Clearly, Common Interest is being positioned to run counter to marketing’s obsession with quantification. Yet, the group’s bosses don’t dismiss those ideas completely. They know that paid performance, for instance, is important to amplify certain ideas for more reach, but they’re not driven by those metrics. Not when so much of that is controlled and increasingly commodities by the technology platforms themselves these days. It’s up to marketers to come up with strong ideas that can exist in spite of all that.
“We’re much more an origination business than a functional implementation business,” said Freedman.
This won’t be for every marketer, and he knows it. In many ways, it’s a niche play.

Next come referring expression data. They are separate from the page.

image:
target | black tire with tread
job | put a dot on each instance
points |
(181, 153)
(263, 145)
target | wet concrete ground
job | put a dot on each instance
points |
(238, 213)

“Our strategy is not to try to persuade CMOs that are not inclined to think about things in this way to spend budget with Common Interest,” said Freedman. “We’re here to create a new and different option for CMOs who have already come to the conclusion that cultural relevance is a competitive advantage.”
He’s really talking about those marketers who have reached that point in their careers where they recognize the importance of building a strong brand. For many, the pandemic was a moment of clarity. Brand advertising was the key that enabled companies to corkscrew through the inflationary period of the past two years. Time and again, CEOs mentioned on conference calls how the strength of their brands allowed them to pass inflation costs to consumers. Not paid advertising. Not programmatic. Brand strength.
“It’s a tough job,” said Fataar, who has written a book ‘Culture Led Brands’ on this topic. “Done right, it’s emotional, it makes people feel something by driving both reach and relevance, hype and depth, pulling people to your brand, not pushing your brand on people.”